溶けた岩石はどこにいった?アリゾナのクレーターに新たな説

【2005年3月23日 UA News

アメリカ・アリゾナ州北部のアリゾナ大隕石孔には、なぜ溶けた岩石が少ないのだろうか。この謎に対する、新たな説が発表された。

(2005年撮影のアリゾナ大隕石孔の写真) (アリゾナ大隕石孔の1929年当時の写真)

(上)アリゾナ大隕石孔の写真。

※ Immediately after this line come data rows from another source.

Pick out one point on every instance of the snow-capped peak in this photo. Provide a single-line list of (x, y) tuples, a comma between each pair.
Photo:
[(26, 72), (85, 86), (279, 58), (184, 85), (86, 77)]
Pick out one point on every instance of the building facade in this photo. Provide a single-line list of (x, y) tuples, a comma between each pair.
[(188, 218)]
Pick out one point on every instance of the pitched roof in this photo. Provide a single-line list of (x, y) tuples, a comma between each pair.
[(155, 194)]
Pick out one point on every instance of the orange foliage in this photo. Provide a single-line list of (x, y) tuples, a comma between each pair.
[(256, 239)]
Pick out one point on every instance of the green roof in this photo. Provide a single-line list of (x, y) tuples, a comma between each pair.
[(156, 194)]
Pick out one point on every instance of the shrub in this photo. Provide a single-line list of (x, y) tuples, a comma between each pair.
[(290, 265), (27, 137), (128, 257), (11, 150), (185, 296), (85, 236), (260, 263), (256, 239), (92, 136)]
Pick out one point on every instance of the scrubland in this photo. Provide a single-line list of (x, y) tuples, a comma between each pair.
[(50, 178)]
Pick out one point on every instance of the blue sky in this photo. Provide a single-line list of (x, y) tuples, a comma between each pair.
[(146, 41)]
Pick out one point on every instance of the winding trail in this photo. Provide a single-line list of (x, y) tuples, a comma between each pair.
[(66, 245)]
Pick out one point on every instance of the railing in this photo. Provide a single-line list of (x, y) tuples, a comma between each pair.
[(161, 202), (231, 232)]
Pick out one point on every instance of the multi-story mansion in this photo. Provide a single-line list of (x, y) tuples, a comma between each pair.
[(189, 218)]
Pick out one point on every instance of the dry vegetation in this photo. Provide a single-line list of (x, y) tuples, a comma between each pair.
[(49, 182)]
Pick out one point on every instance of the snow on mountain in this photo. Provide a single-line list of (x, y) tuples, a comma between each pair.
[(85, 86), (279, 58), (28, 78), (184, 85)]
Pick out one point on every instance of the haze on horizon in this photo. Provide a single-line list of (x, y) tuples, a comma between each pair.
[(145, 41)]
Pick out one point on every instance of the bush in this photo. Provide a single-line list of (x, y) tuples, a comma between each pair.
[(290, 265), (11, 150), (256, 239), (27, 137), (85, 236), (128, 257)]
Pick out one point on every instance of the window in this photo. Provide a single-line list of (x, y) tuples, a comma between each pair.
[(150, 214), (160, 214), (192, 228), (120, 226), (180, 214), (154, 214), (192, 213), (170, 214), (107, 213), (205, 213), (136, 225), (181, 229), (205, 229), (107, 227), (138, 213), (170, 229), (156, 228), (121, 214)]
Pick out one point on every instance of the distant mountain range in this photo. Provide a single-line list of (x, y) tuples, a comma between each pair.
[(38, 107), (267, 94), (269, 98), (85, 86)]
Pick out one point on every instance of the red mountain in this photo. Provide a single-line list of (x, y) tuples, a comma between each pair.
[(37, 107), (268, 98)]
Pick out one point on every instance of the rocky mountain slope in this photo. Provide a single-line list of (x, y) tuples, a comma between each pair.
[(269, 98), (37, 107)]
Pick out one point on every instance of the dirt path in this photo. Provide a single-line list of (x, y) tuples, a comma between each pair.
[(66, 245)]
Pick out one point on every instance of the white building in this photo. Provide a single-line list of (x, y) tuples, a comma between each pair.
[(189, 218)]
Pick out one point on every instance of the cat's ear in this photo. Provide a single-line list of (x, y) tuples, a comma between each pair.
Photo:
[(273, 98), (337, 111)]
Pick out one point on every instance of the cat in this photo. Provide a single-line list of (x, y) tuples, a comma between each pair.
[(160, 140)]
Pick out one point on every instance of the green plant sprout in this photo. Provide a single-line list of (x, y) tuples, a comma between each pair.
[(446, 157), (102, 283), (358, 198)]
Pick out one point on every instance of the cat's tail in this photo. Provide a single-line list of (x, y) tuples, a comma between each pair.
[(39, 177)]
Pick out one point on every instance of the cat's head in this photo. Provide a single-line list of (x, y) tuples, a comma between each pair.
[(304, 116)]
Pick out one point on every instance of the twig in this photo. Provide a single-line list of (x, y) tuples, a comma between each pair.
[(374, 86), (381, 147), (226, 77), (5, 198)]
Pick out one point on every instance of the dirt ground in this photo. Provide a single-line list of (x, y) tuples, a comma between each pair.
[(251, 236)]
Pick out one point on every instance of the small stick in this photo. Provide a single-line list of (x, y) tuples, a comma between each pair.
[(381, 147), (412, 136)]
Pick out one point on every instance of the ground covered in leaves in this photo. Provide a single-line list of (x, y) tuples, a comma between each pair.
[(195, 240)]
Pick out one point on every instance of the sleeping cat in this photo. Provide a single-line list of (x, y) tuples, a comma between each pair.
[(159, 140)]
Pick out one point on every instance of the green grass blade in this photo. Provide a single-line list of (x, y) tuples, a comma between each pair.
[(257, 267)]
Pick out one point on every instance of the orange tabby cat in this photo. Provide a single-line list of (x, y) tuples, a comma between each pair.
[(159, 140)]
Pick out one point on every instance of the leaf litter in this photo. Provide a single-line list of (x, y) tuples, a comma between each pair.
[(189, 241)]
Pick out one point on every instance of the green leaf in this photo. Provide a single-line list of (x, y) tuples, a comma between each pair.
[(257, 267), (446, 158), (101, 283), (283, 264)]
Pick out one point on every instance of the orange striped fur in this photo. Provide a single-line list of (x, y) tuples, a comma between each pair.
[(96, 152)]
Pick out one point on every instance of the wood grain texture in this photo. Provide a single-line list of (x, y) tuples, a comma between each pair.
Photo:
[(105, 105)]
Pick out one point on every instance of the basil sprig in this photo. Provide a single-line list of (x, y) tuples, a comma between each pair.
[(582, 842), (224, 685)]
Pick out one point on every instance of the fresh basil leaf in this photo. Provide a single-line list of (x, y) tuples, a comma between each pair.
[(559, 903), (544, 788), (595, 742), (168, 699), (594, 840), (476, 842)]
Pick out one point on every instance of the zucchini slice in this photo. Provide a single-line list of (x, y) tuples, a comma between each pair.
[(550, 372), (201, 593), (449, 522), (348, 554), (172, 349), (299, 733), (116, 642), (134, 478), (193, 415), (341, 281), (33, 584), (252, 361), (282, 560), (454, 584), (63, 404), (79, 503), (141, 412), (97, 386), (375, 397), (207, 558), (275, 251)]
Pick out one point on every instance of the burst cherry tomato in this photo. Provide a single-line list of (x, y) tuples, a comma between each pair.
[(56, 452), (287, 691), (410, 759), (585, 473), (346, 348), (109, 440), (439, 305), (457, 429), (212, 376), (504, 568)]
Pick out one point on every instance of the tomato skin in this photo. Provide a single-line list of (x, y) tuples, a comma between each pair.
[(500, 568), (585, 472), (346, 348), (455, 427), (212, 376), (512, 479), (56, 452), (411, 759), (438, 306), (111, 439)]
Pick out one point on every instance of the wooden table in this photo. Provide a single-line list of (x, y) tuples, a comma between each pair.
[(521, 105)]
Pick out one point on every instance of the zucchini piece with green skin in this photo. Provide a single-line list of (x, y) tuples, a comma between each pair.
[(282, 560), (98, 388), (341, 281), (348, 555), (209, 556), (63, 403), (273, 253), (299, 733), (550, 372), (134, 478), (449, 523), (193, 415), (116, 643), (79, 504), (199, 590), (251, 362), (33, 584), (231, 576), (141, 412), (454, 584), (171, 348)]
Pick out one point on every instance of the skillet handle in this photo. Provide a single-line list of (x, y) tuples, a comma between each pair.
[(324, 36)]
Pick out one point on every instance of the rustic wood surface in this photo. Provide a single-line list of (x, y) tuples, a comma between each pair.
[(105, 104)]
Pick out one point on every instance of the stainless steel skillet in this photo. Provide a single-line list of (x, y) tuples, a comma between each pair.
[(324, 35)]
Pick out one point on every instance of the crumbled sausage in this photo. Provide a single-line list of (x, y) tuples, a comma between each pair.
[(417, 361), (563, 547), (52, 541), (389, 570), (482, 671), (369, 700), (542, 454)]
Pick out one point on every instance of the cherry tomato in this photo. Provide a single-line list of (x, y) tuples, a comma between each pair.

2005年撮影、(下)1929年当時の写真(提供:(上)Peter L. Kresan, copyright 2005、(下)From the Smithsonian Scientific Series (1929), taken by the U.S. Army Air Service)

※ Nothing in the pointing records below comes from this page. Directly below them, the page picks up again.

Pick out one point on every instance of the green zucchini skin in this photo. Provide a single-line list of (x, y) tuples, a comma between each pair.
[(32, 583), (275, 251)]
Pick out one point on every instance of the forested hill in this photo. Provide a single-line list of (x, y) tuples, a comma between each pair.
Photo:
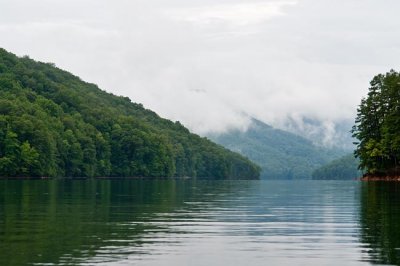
[(344, 168), (54, 124), (281, 155)]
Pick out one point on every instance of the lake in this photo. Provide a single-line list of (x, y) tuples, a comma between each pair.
[(194, 222)]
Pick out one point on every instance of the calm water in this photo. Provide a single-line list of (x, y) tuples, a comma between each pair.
[(139, 222)]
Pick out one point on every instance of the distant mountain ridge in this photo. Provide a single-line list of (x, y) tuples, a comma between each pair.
[(281, 154), (54, 124)]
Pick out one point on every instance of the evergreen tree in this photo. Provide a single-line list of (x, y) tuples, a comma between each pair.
[(377, 126)]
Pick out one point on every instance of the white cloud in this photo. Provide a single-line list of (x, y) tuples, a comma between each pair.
[(213, 63), (238, 14)]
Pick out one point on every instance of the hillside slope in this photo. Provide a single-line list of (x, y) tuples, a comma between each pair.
[(344, 168), (281, 155), (54, 124)]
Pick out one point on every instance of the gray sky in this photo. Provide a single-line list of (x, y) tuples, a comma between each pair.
[(212, 64)]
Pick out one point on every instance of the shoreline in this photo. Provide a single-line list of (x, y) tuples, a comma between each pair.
[(380, 178)]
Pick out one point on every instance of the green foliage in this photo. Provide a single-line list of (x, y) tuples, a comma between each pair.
[(377, 126), (344, 168), (54, 124), (281, 155)]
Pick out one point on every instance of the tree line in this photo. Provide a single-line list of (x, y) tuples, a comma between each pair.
[(377, 126), (54, 124)]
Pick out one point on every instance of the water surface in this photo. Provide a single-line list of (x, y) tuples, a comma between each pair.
[(192, 222)]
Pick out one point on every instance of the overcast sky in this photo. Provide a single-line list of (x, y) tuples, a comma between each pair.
[(212, 64)]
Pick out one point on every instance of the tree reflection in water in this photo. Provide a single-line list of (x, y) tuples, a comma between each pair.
[(380, 221)]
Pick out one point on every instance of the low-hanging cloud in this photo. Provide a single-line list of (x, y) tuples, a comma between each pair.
[(215, 64)]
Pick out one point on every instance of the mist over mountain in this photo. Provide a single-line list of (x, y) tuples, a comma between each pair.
[(281, 154), (324, 133)]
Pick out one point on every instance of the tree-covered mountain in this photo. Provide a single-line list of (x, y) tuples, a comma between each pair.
[(54, 124), (344, 168), (377, 126), (281, 155)]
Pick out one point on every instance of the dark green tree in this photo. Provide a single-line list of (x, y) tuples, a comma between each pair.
[(377, 126)]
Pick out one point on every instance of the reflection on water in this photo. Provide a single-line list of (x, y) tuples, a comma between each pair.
[(380, 219), (150, 222)]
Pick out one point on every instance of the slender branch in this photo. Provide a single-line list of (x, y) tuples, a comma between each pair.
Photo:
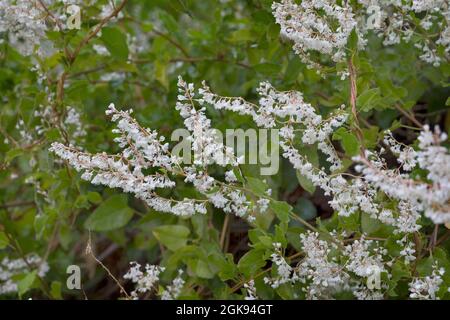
[(96, 30)]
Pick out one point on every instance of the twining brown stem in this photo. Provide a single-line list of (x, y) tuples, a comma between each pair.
[(353, 96), (409, 115), (90, 253), (224, 232), (97, 29)]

約5万年前にできたとされるアリゾナ大隕石孔(バリンジャー隕石孔)は、隕石の衝突の跡であることが初めて認められたクレーターで、もっとも研究が進んでいるクレーターといえる。しかし、今回の研究結果は、今までのクレーター形成説と大きく異なる内容となっている。

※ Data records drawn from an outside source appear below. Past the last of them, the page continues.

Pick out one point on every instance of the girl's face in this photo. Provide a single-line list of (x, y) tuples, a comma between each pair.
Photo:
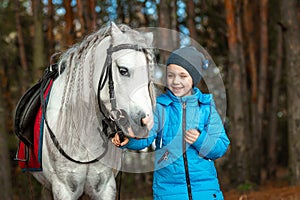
[(179, 80)]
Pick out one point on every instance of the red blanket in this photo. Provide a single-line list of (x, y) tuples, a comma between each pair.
[(31, 158)]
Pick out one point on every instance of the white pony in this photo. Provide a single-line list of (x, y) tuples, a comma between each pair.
[(81, 98)]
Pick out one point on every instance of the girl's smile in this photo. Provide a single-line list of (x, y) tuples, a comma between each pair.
[(179, 80)]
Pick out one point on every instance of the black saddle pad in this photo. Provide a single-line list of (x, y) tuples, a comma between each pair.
[(28, 106)]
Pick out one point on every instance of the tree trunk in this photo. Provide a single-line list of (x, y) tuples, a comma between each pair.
[(191, 18), (38, 42), (292, 61), (92, 13), (238, 131), (23, 83), (50, 35), (69, 18), (168, 20), (272, 136), (80, 17), (5, 168)]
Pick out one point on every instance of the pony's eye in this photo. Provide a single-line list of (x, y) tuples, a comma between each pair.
[(123, 71)]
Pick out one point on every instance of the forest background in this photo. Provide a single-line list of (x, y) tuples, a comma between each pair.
[(255, 44)]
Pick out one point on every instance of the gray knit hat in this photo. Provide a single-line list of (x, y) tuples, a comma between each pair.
[(191, 60)]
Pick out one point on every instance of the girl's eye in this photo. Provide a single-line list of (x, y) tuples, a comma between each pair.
[(123, 71)]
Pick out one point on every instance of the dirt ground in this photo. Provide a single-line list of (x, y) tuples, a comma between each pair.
[(278, 189), (266, 193)]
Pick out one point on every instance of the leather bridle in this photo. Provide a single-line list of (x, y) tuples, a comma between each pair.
[(113, 118)]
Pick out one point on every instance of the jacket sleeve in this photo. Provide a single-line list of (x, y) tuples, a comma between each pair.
[(213, 141)]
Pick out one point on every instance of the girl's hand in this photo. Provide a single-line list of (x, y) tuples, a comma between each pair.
[(191, 136), (116, 140)]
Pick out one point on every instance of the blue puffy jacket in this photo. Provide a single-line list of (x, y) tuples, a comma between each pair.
[(173, 173)]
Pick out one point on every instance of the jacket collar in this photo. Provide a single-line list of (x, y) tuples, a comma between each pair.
[(169, 97)]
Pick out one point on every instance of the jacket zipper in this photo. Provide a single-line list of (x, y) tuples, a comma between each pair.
[(187, 176), (163, 157)]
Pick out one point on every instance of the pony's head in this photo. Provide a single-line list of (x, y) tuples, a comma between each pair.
[(129, 61)]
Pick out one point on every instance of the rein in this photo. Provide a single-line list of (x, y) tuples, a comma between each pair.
[(116, 115)]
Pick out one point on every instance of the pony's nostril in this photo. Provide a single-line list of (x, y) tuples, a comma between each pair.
[(142, 119)]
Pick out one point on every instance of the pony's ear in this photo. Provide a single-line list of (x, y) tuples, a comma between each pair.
[(148, 38), (114, 29)]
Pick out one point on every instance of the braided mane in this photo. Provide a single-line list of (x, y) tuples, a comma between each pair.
[(79, 112)]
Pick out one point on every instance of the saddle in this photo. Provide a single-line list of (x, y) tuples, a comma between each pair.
[(29, 105)]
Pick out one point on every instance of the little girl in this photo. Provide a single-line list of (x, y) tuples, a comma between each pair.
[(188, 133)]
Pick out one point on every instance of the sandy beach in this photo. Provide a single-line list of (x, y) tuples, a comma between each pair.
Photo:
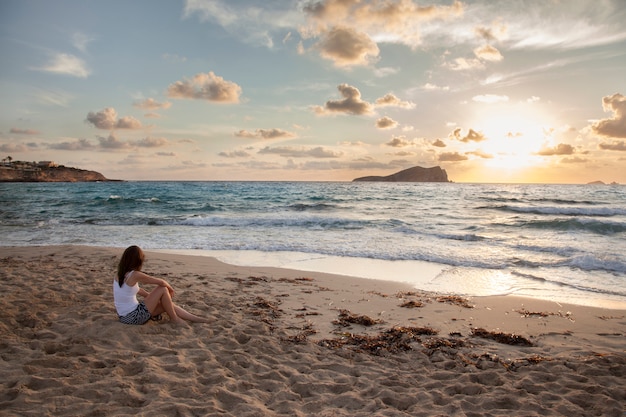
[(291, 343)]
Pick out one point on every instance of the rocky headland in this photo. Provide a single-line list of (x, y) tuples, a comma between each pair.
[(27, 172), (415, 174)]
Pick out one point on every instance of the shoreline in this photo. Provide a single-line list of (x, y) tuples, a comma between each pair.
[(285, 342), (420, 275)]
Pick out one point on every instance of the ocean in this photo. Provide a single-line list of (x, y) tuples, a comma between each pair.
[(565, 243)]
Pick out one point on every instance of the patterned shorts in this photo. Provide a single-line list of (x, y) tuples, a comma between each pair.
[(140, 315)]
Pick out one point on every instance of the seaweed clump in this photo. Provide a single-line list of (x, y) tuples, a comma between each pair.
[(394, 340), (346, 318), (504, 338)]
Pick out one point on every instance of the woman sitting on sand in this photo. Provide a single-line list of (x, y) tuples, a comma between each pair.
[(159, 300)]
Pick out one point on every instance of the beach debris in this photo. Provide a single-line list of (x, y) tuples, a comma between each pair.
[(504, 338), (412, 304), (610, 317), (435, 343), (394, 340), (456, 300), (525, 313), (302, 336), (346, 318), (266, 310), (259, 279)]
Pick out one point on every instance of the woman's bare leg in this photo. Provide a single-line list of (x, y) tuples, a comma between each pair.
[(159, 300), (184, 314)]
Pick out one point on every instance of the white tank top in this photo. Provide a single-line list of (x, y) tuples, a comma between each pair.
[(125, 297)]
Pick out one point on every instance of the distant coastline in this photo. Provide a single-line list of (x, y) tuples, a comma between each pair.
[(414, 174), (46, 171)]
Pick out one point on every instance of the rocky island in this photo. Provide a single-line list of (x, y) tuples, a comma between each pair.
[(415, 174), (46, 171)]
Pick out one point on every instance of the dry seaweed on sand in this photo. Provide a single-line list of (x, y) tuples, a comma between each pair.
[(301, 337), (412, 304), (265, 308), (504, 338), (456, 300), (435, 343), (526, 313), (346, 318), (394, 340)]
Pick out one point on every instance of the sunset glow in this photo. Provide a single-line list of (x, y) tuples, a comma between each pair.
[(317, 90)]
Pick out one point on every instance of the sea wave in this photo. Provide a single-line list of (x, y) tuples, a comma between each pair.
[(562, 211), (575, 224)]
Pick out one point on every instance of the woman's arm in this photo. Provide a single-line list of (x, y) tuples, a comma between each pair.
[(143, 278)]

従来の説では、隕石は地球表面に秒速15km〜20kmで衝突したとされていた。しかし、今回発表された説によれば、もともと30万トンあった隕石の半分相当のサイズ(直径40mほど)の部分は地上に激突する前に粉々となり、残りの半分だけが秒速12km程度で地上にぶつかるというのだ。これは岩石を溶かすには遅すぎる速度で、そのため溶けた岩石が少ないのである。

この説を発表した研究者は、小惑星や彗星の衝突による影響を示す一般向けオンライン・プログラムも開発している。これにより、小惑星や彗星の衝突による地球の具体的な地点への影響を知ることができる。